A group of 4 voting rights historians represented by Mayer Brown LLP have filed a brief in Turtle Mountain Band of Chippewa Indians v. Howe, an appeal involving Section 2 of the Voting Rights Act (VRA).

Last Updated: June 5, 2025
Published: June 5, 2025

This brief is the latest in a series historians are filing around the country to respond to attacks on the Voting Rights Act.

The appeal in Turtle Mountain Band of Chippewa Indians v.
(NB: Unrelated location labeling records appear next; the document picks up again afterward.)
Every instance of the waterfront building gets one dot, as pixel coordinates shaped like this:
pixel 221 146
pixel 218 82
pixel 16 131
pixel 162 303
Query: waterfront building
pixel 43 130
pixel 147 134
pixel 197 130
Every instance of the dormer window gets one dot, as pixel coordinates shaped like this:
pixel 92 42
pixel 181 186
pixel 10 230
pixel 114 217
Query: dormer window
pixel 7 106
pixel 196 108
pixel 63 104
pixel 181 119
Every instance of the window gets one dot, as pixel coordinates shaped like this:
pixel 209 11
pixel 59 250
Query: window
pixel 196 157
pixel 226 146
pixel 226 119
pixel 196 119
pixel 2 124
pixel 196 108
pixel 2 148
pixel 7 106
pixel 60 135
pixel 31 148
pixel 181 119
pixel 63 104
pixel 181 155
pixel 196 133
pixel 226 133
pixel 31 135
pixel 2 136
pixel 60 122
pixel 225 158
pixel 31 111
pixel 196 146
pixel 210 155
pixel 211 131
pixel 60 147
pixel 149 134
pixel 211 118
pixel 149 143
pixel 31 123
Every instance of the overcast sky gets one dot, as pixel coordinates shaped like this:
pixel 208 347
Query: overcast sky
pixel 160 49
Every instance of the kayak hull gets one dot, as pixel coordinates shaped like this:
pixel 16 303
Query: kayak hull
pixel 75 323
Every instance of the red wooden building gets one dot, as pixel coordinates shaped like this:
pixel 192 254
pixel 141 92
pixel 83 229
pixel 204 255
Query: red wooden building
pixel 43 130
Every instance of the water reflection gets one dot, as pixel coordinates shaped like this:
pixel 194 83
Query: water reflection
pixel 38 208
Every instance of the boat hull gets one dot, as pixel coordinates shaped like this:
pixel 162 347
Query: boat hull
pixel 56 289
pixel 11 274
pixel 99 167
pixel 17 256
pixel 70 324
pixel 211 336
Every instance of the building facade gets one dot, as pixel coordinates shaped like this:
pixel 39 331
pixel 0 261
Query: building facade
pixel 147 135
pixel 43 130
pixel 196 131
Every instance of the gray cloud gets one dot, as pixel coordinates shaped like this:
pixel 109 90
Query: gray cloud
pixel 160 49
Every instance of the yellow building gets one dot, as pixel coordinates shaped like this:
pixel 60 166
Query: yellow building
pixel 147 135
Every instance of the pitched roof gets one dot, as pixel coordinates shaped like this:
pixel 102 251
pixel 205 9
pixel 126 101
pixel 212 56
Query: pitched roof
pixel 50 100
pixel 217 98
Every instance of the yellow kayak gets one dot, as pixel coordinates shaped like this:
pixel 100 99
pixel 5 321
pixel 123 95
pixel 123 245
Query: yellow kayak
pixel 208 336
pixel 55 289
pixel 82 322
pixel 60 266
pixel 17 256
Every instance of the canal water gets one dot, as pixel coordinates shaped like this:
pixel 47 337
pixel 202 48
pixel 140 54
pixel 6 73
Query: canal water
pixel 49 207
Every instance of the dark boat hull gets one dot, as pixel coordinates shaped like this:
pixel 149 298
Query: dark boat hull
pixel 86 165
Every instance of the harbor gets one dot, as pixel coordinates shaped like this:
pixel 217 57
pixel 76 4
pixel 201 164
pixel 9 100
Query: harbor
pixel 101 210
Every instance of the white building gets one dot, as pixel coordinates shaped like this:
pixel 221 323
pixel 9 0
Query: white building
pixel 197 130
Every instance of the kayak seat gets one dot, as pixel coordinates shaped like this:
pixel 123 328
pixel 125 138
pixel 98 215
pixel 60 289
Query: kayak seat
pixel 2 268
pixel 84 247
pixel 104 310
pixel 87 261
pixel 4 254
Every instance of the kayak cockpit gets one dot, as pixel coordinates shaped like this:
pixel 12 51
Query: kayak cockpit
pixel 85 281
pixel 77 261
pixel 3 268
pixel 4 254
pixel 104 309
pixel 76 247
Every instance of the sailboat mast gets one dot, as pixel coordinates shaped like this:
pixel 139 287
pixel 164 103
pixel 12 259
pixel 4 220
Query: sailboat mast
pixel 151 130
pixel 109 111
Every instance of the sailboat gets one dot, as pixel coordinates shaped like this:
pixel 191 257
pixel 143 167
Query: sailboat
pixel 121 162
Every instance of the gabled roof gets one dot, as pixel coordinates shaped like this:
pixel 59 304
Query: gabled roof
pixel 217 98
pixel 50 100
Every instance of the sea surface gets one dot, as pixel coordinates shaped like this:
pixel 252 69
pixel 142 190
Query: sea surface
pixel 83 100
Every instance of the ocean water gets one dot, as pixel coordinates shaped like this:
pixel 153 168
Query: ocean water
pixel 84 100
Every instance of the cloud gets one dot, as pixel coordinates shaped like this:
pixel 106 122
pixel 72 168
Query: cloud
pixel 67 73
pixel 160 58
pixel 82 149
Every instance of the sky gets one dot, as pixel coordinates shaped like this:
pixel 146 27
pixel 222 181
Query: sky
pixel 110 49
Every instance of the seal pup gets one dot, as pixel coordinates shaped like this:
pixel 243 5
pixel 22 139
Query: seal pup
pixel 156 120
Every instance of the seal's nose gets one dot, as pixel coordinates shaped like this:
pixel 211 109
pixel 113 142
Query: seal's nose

Howe concerns whether Section 2 of the VRA empowers private litigants to challenge discriminatory voting practices under 42 U.S.C. § 1983. Since Section 2 was first enacted in 1965, Congress, the courts, the United States Department of Justice, and private litigants have all agreed that Section 2 is privately enforceable—in other words, that Section 2 contains a “private right of action.” In recent years, that settled understanding has come under attack, with several courts ruling that there is no private right of action under Section 2. Courts are now considering whether, even without a private right of action under Section 2 itself, Section 2 can still be enforced through Section 1983, a federal statute that allows individuals to sue state and local governments for civil rights violations.

The U.S. District Court for the Eastern District of North Dakota considered this question in Turtle Mountain, a case in which two Native American tribes and three Native American voters alleged that North Dakota’s 2021 redistricting map diluted Native American voting strength. The District Court ruled that the plaintiffs could bring such claims and further determined that North Dakota’s 2021 redistricting map violated Section 2. On appeal, the U.S. Court of Appeals for the Eighth Circuit reversed the district court’s decision and held that there was no private right of action under Section 1983. The Plaintiffs petitioned for rehearing before the whole Eighth Circuit.
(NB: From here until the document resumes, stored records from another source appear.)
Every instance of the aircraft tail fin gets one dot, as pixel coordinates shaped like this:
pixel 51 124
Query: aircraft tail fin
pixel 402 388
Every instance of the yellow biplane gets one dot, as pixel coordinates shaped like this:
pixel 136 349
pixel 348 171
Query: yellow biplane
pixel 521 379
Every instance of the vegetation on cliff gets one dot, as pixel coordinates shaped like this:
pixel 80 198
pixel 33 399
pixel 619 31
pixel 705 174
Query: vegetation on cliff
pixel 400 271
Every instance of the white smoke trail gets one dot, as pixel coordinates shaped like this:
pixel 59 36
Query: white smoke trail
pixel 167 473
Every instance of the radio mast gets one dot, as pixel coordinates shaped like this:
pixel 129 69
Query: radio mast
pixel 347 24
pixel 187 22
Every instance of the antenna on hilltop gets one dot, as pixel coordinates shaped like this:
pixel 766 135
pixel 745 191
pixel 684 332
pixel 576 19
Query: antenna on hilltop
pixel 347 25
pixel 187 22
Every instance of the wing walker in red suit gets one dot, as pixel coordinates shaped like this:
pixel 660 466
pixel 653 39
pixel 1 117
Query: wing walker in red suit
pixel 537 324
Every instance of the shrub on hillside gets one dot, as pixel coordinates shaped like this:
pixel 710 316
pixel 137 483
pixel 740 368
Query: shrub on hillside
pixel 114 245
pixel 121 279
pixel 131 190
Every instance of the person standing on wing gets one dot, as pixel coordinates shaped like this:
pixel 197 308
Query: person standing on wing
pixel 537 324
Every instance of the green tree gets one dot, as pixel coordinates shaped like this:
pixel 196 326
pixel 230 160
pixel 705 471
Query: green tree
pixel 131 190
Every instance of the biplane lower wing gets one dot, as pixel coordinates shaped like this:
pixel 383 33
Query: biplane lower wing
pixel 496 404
The historians’ brief argues that the ability of minority voters to bring lawsuits enforcing Section 2—whether under Section 2 itself or Section 1983—has been at the heart of the VRA’s enforcement scheme since the beginning. The brief starts by explaining that Congress recognized pre-VRA civil rights laws—which lacked any private enforcement mechanisms— failed to protect Black voters adequately, leaving them vulnerable to discrimination and increasing political violence. Congress designed the VRA to enable private enforcement to respond to this problem.
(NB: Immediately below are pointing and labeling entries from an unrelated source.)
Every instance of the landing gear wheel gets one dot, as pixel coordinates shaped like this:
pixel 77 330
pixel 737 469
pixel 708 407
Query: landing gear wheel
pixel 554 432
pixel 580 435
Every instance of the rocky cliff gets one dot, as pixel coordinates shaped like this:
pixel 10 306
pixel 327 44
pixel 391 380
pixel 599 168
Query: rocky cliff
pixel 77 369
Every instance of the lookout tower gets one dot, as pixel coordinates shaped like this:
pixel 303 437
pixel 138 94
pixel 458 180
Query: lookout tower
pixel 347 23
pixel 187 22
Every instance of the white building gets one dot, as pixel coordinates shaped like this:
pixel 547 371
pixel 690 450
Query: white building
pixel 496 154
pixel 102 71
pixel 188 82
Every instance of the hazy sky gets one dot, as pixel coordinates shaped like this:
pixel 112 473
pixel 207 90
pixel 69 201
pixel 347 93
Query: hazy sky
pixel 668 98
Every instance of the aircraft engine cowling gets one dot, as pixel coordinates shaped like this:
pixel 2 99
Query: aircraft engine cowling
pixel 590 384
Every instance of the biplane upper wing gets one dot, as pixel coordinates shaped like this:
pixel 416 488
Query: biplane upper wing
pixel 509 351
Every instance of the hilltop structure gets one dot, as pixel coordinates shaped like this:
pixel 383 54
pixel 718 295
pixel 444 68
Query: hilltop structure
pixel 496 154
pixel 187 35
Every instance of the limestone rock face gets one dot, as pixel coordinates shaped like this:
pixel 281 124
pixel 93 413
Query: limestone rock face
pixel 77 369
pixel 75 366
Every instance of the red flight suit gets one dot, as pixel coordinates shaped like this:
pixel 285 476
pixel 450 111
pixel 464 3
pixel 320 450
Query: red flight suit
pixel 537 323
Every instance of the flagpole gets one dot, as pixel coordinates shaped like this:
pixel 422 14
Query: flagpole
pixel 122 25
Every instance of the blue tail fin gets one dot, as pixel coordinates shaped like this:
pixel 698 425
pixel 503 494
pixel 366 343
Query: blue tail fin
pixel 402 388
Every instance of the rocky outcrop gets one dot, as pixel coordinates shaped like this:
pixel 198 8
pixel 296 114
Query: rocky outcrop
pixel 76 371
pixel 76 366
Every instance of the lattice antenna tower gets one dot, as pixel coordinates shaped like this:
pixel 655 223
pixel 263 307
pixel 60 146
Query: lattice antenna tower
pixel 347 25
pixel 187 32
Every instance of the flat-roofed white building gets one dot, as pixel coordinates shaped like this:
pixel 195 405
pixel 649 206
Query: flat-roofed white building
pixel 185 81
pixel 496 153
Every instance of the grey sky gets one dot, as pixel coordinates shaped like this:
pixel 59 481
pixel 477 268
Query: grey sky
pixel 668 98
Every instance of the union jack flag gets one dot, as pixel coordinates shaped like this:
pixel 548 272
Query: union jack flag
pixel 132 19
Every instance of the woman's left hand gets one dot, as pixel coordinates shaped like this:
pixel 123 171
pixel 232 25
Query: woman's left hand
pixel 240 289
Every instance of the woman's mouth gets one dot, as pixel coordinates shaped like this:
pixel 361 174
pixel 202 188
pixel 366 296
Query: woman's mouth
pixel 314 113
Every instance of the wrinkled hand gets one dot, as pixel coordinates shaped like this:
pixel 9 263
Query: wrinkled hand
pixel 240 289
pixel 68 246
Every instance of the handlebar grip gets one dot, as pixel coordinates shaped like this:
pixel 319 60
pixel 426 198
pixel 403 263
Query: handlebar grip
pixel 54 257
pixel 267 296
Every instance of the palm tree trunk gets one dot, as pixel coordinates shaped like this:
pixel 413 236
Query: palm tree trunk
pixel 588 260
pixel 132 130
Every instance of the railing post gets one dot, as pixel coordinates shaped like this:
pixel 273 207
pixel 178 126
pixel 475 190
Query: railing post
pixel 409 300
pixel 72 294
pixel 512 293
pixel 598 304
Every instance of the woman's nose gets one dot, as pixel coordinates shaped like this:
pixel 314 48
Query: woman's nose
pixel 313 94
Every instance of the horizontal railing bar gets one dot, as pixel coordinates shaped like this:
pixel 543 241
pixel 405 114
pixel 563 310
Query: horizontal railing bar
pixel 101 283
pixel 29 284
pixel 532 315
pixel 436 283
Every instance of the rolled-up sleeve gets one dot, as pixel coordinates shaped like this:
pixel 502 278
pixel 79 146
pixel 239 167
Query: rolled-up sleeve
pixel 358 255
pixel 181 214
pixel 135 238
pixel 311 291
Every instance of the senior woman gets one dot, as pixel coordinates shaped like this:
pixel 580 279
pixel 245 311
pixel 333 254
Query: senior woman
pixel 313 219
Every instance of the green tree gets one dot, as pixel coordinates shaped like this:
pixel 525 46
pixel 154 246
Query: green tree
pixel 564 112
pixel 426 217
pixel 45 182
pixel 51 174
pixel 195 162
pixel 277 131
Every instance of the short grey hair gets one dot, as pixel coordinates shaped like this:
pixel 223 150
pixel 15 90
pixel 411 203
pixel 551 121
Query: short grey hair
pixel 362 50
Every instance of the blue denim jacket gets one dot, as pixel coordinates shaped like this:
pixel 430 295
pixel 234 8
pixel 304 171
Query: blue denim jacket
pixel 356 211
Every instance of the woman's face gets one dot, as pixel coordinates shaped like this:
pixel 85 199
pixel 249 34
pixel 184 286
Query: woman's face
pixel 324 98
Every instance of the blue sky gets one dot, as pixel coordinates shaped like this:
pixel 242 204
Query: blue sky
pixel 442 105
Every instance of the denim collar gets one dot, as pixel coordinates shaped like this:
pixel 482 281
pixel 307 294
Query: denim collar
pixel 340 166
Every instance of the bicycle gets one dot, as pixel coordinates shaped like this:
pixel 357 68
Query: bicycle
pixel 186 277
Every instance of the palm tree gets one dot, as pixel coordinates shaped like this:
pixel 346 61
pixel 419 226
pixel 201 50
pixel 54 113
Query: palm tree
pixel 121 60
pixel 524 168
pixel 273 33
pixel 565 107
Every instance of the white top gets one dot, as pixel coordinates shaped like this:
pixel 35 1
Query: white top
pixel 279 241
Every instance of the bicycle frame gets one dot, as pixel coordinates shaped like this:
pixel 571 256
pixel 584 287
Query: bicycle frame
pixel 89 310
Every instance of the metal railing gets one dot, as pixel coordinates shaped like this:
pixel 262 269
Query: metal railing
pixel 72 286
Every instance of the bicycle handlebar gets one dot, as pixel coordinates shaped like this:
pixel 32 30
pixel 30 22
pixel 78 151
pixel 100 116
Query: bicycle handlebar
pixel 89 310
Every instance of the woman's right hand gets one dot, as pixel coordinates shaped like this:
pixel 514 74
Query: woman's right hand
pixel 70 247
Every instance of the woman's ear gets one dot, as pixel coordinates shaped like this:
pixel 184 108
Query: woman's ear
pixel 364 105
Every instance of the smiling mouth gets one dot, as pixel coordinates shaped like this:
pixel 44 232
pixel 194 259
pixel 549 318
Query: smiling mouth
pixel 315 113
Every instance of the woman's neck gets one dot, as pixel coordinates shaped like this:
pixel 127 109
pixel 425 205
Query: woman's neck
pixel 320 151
The brief then explores the 1982 debates that led up to Congress amending Section 2 to make it easier for plaintiffs to challenge discrimination. As the historians show, it is clear from the legislative record that everyone involved—both the proponents of the amendment and its detractors—understood that private plaintiffs could bring Section 2 challenges and Congress amended the statute to facilitate those challenges. That signals Congress’s understanding that Section 2 would continue to empower voters to bring lawsuits of their own. Litigation activity since that time bears out Congress’s intent: Private plaintiffs brought 1,328 (or 92.7 percent) of all Section 2 cases filed in 1982 or later.